Don’t Say Its Name is an Indigenous horror film from Canada that is coming at a very timely moment, as the neighbors to the north of the US are being forced to reckon with their government’s treatment of Indigenous people over the past couple of centuries. Rueben Martell’s snowcapped chiller doesn’t go directly into that, but it is set against the landscape of conflict between land developers and those who call the tribal lands of Canada home. When a local activist is killed in a hit-and-run while protesting a drilling deal, the land itself retaliates as do the spirits who are seeking vengeance. Don’t Say Its Name is a film with plenty of Indigenous talent on both sides of the gamer, and that is said to have paid dividends for how the film plays out.
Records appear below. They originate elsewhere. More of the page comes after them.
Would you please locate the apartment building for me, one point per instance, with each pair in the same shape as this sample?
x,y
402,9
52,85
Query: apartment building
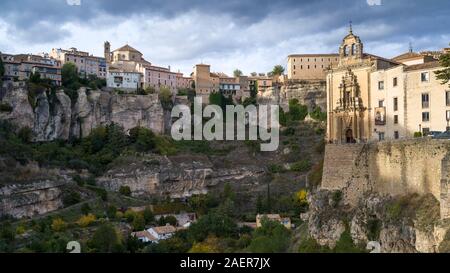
x,y
310,66
129,59
86,63
20,67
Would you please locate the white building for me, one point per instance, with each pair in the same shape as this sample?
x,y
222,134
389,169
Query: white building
x,y
123,80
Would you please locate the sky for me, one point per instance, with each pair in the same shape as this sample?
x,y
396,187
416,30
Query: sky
x,y
250,35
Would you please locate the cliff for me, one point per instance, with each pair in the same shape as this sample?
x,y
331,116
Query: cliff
x,y
57,117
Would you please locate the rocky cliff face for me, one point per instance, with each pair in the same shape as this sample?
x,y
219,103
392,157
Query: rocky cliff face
x,y
175,176
26,191
60,118
399,226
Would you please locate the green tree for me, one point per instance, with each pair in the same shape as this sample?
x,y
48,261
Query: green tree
x,y
237,73
149,217
106,240
278,70
125,190
138,222
444,74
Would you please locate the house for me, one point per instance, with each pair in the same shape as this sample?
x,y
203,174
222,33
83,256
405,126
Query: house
x,y
273,217
162,233
144,236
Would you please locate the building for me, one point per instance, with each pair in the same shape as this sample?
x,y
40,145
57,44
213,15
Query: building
x,y
349,103
370,98
286,222
20,67
310,66
144,236
162,233
86,63
207,82
130,60
123,80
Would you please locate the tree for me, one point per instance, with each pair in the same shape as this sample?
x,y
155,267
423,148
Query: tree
x,y
237,73
444,74
138,222
58,225
106,240
278,70
271,237
125,190
148,215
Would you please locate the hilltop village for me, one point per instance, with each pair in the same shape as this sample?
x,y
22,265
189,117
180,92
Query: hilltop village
x,y
86,154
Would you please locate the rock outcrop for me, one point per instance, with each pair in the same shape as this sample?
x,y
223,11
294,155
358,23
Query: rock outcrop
x,y
57,117
397,226
175,176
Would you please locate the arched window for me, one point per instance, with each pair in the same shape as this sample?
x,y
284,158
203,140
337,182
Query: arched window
x,y
346,50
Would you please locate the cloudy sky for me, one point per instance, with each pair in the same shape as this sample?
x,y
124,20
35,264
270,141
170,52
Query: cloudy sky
x,y
252,35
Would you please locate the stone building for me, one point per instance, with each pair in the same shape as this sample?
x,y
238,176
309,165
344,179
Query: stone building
x,y
86,63
129,60
349,104
20,67
309,66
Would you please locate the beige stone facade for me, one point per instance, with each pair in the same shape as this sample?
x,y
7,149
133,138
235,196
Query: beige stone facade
x,y
86,63
310,66
349,104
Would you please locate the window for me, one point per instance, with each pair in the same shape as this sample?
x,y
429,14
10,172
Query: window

Add in the snow setting which is always a gloomy delight for horror and this is a ghost-like thriller that has every chance to soar.

#2: The Deep House

Fantasia International Film Festival Preview  -  Deep House

There simply aren’t enough haunted house movies. I know, there are a decent number of them, but that’s still not enough. I love a good house haunting, and often times even the bad ones have their charms. The Deep House looks to be good by any measure, though. Take a house and put it underwater, and you have perhaps the creepiest possible way to depict a haunting. The film follows Tina (Camille Rowe) and her partner Ben (James Jagger) as YouTubers who, in seeking new content for a video, find an artificial lake with a house at the bottom. Of course, that house is haunted and you can imagine where it’s going to to from there. If that doesn’t intrigue you enough, the film is directed by Alexandre Bustillo & Julien Maury, who burst onto the scene with the New French Extremity Inside in 2007. With that kind of pedigree, you can be sure this isn’t going to be a chill experience and the amount of time this one apparently spends in the water attests to that. This is sadly one of the in-person screenings, but it’s one I’m looking forward to so much I had to include it.

#1: Woodlands Dark and Days Bewitched: A History of Folk Horror

Fantasia International Film Festival Preview  - Woodlands Dark and Days Bewitched

Listen, I love documentaries about horror. Crystal Lake Memories? I watch that regularly. In Search of Darkness? Hell yes. I love films that discuss and educate about horror, I love talking about the craft, I love talking about the genre’s history. And that makes Woodlands Dark and Days Bewitched right up my alley. Folk horror has seen a major, major resurgence of late thanks to people like Ari Aster and Rogert Eggers, and at the same time it may have one of the longest, deepest histories of all horror genres. Director Kier-La Janisse has put together an epic-length three hour-plus discussion of the genre’s history from The Witch and The Wicker Man to Witchfinder General and many more. This looks to be the horror documentary I’ve been waiting for without knowing I was waiting for it, and I can’t imagine being more excited for it.

And there’s my top 15 films to look forward to! That’s just a smattering of what’s available at Fantasia Fest 2021 though. If you’re interested, you can check out the program here. I’m looking forward to covering it and discussing the films set to come out of it in the next few weeks.